Inter, fin de série(s) sans importance

Il fallait bien que ça couine un jour, même si ça donnait le sentiment de ne jamais pouvoir s'arrêter... L'Inter, tenu en échec dimanche soir à Naples (1-1), en restera donc à onze victoires d'affilée en championnat. Ce n'est évidemment pas un mauvais point pour les Nerazzurri, qui ont donc fait ce qu'il fallait pour se permettre de gérer ces matchs plus compliqués. Avant d'appuyer à nouveau sur l'accélérateur lors des sept dernières journées à venir pour aller cueillir, sans aucun doute, le titre de champion, eux qui disposent toujours de neuf points d'avance sur l'AC Milan (onze sur l'Atalanta, treize sur la Juventus).



En prenant leur 75eme unité en 31 matchs, Christian Eriksen et ses partenaires trônent sur les cinq grands championnats européens, seuls devant Manchester City (74 points en 32 matchs), le Bayern (68 points en 29 matchs), l'Atlético (70 points en 31 matchs) et Lille (70 points en 33 matchs). Le Danois, remarquable buteur sur l'égalisation et enfin épanoui en Italie, a lui marqué son 24eme but de l'extérieur de la surface depuis la saison 2013-2014. Là encore, sur le top 5 des ligues continentales, il est deuxième derrière Lionel Messi (qui affiche un chiffre hallucinant de 59).

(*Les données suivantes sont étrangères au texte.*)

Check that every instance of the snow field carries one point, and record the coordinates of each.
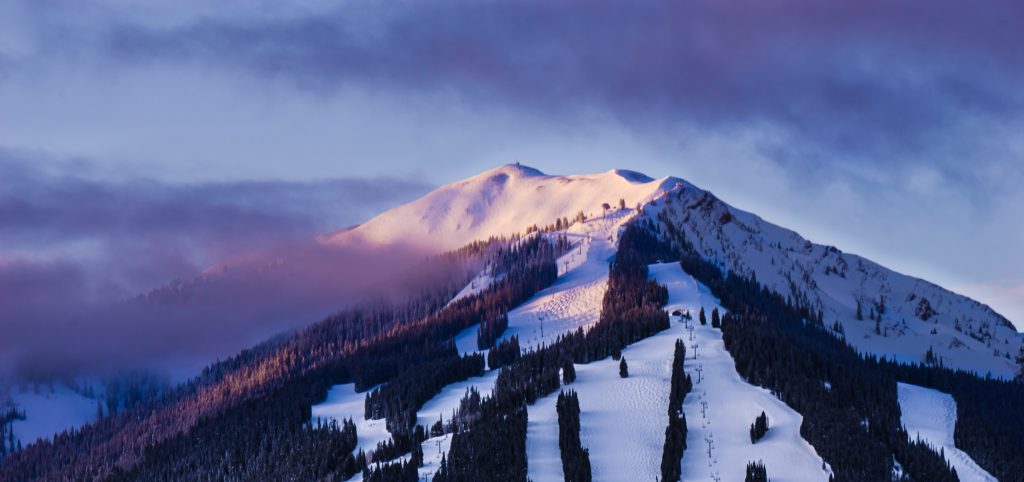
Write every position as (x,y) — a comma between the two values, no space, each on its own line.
(50,411)
(574,299)
(722,406)
(931,415)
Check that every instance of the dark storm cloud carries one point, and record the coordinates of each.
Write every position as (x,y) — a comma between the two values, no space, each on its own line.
(873,77)
(75,253)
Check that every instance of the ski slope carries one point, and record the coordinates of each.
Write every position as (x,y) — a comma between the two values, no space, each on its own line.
(722,405)
(623,420)
(50,410)
(931,415)
(344,402)
(574,299)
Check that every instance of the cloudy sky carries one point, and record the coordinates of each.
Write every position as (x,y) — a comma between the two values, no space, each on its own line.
(140,142)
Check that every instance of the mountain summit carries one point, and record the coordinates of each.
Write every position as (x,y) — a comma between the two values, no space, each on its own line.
(878,310)
(501,202)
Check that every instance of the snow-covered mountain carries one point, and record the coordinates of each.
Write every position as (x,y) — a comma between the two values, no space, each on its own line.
(501,202)
(913,315)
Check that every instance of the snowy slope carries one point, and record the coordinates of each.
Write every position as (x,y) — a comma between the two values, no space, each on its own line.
(931,415)
(500,202)
(624,420)
(918,314)
(49,411)
(344,402)
(574,300)
(722,406)
(507,200)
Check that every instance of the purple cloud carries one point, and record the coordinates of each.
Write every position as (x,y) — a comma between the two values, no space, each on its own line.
(75,253)
(872,77)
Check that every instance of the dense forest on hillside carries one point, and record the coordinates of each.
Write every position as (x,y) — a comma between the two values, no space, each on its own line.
(491,434)
(675,433)
(282,378)
(849,402)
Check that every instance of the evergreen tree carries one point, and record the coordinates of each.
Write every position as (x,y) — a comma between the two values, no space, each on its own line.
(756,472)
(759,428)
(568,371)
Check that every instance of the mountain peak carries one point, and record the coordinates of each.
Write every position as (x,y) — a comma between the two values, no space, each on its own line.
(514,170)
(632,176)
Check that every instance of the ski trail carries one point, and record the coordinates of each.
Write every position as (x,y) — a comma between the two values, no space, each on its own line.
(931,414)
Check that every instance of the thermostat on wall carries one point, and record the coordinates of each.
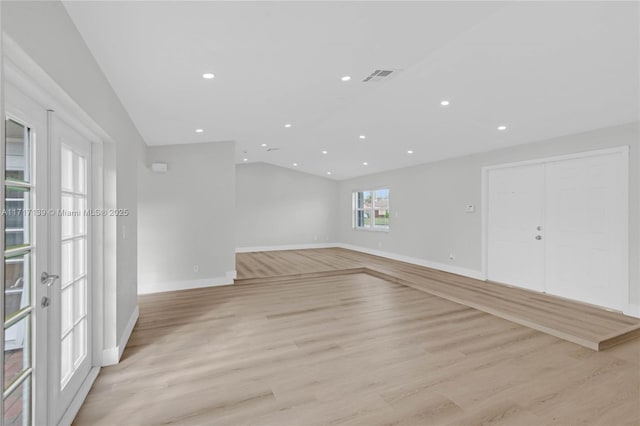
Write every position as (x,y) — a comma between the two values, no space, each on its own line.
(159,167)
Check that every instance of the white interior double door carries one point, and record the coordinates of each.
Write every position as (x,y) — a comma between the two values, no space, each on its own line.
(48,320)
(561,227)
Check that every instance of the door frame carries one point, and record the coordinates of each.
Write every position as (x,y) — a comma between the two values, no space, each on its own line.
(622,150)
(26,75)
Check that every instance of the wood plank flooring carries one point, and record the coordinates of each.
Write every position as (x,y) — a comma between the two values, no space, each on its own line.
(585,325)
(351,350)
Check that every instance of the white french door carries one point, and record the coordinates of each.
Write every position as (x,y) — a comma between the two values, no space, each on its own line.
(560,226)
(48,322)
(70,236)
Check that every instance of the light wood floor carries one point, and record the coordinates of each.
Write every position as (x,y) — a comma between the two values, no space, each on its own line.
(352,349)
(585,325)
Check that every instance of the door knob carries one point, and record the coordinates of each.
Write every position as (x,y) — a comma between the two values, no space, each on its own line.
(48,279)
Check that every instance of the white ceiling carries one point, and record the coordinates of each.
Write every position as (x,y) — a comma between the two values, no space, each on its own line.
(543,69)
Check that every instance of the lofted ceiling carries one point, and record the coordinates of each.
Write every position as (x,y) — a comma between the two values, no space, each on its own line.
(542,69)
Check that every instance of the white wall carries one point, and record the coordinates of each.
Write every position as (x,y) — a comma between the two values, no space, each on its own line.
(45,32)
(428,221)
(277,206)
(187,217)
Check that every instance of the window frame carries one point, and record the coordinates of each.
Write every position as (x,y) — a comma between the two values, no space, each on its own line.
(355,210)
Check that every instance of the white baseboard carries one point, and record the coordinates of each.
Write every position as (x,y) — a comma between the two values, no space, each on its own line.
(111,356)
(285,247)
(632,310)
(471,273)
(79,398)
(160,287)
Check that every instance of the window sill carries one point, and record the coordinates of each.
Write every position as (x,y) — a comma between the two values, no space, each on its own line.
(371,229)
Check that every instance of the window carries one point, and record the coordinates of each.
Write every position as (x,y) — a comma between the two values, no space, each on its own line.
(371,210)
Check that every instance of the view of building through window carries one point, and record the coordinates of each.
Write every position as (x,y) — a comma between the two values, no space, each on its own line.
(371,209)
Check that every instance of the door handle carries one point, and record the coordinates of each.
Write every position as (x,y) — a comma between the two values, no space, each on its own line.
(48,279)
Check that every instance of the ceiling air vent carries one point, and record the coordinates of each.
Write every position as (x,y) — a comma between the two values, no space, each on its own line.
(378,75)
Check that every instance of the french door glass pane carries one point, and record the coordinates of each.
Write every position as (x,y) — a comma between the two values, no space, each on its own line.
(73,253)
(18,157)
(16,283)
(17,277)
(17,219)
(17,406)
(17,357)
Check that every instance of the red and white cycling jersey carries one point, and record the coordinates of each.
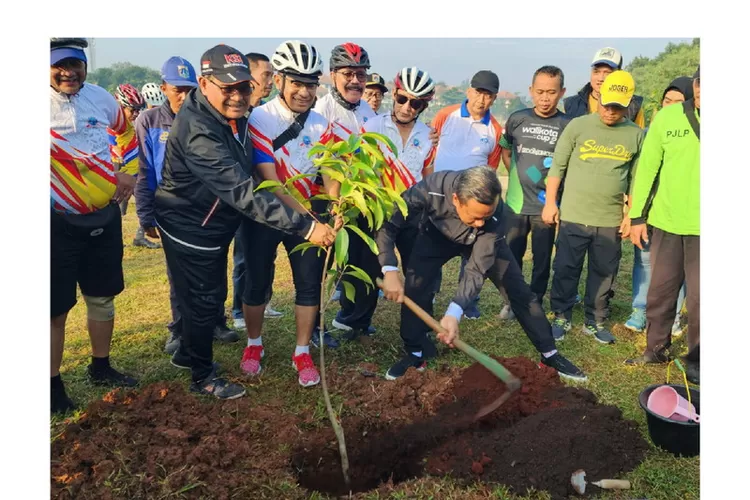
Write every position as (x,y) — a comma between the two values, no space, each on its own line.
(268,122)
(413,157)
(343,121)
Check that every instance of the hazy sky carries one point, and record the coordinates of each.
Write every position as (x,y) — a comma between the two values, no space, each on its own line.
(448,59)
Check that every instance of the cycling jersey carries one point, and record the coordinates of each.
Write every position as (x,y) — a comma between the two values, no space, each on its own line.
(268,122)
(82,172)
(343,121)
(416,155)
(465,142)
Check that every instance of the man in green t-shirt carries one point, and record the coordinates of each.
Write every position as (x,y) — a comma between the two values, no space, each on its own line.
(594,155)
(528,143)
(666,197)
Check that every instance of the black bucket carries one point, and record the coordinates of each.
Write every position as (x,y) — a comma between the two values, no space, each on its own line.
(678,438)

"Cette équipe sait ce qu'elle veut et ne se perd jamais, même après un peu de malchance comme sur le but contre notre camp, savoure Antonio Conte. Les gars ont grandi." Les Intéristes ont été menés pour la première fois depuis... 1 239 minutes. C'était le 10 janvier, lors du 2-2 sur le terrain de la Roma. Au soir de cette 17eme journée, le club comptait trois points de retard sur son voisin milanais. Avant d'être un éventuel futur choc de Super League, le Juventus - Inter de la 37eme et avant-dernière journée, le 16 mai, risque bien de se disputer avec des visiteurs déjà sacrés. La parade chez le nonuple champion en titre n'en serait que plus symbolique.